Trump then called on Israel to "show some flexibility" in striking a deal and said Palestinians "have to get rid of some of the hatred they're taught at a very young age." Trump also signaled that Arab countries would be invited to help with negotiations to "make it easier" to achieve a peace deal.
"I also believe that we're going to have other players at a very high level and I think it might make it easier on Palestinians and others," he said.
Netanyahu, for his part, sought opportunities to draw closer to his new American counterpart.
He praised Trump for his strong stance against Islamic extremism, saying, "Under your leadership, I believe we can reverse the rising tide of radical Islam."
Trump also hit themes of importance to Israel concerning the wider region. He repeated a frequent criticism of the deal between Tehran and six world powers worked out under the Obama administration, which Trump called "one of the worst deals I've ever seen."
"I will do more to prevent Iran from ever developing -- I mean ever developing -- a nuclear weapon," Trump said, referring to recent sanctions slapped on the country for a missile launch.
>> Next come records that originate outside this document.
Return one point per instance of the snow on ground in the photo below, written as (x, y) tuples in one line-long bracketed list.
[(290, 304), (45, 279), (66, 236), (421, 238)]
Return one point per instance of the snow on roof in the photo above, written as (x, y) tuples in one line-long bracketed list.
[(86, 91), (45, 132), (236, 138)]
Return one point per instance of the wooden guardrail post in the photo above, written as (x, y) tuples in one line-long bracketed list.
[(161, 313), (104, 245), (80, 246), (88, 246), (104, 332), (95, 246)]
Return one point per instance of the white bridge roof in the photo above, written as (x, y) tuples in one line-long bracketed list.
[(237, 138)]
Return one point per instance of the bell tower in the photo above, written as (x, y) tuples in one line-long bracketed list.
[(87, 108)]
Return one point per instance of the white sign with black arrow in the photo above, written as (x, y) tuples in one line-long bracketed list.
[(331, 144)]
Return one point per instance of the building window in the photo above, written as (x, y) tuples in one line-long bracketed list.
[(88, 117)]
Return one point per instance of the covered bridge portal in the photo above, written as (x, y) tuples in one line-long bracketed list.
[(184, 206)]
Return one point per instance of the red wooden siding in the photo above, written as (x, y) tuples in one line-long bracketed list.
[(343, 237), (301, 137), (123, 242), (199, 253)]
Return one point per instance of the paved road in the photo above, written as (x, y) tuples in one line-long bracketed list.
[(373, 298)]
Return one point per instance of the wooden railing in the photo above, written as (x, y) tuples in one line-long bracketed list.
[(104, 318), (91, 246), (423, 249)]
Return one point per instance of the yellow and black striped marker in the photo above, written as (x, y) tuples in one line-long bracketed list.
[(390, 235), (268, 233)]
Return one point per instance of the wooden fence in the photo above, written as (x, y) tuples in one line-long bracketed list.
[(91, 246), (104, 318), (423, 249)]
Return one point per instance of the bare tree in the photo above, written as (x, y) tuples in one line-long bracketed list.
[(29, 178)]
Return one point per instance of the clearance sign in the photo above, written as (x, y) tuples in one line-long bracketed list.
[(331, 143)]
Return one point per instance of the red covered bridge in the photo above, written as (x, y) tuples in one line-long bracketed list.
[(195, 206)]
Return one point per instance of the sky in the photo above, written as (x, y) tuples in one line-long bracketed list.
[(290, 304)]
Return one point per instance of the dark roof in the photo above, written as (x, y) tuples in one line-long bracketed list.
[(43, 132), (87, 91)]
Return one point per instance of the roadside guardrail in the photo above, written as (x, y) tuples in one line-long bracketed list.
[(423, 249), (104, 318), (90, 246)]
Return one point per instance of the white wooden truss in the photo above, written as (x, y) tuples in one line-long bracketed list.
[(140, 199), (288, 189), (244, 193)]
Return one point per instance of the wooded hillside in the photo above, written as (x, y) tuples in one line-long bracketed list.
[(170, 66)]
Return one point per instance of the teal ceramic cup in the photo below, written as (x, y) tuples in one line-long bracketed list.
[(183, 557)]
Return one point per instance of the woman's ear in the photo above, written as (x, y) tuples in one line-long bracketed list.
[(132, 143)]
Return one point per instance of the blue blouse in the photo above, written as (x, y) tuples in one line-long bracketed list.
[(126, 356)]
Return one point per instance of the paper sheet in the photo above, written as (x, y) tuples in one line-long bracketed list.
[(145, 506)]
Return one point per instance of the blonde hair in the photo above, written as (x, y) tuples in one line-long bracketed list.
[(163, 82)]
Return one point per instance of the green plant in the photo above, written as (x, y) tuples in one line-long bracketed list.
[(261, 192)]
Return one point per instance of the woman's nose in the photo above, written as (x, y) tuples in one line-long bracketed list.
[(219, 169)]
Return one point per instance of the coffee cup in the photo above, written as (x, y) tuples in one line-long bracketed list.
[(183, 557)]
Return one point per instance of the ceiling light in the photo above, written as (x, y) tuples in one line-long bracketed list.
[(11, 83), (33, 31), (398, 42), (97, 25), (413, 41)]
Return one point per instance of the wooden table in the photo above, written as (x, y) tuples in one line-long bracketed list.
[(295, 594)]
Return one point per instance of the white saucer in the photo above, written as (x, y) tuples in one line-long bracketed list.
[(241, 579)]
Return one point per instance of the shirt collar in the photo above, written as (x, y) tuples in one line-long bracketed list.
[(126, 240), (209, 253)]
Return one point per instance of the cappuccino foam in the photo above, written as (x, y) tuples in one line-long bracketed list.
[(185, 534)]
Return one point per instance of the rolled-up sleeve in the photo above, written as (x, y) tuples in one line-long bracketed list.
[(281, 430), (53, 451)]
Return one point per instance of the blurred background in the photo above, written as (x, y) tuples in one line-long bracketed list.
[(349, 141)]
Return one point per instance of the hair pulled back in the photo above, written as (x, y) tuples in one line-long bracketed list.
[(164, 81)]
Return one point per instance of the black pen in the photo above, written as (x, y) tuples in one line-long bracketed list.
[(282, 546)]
And Trump vowed that the US would guard Israel from any negative action at the United Nations, which Trump said has treated Israel "very, very unfairly." In one of its last actions, the Obama administration refrained from vetoing a resolution at the UN Security Council condemning Israel for its settlement expansion.
Asked by an Israeli reporter about the rise in anti-Semitic incidents in the US since his election and any connection to the support his campaign received from bigoted groups, Trump first touted his electoral victory before pledging he will "do everything in our power to stop long-simmering racism and other things going on."
The Anti-Defamation League slammed the response, tweeting: "Troubling that @POTUS failed to condemn real issue of anti-Semitism in US today."
But Netanyahu backed Trump on the issue, blunting criticism on a key issue that has troubled some in the Jewish community.
"There is no greater supporter for the Jewish people and the Jewish state than President Donald Trump," Netanyahu said. "We should put that to rest."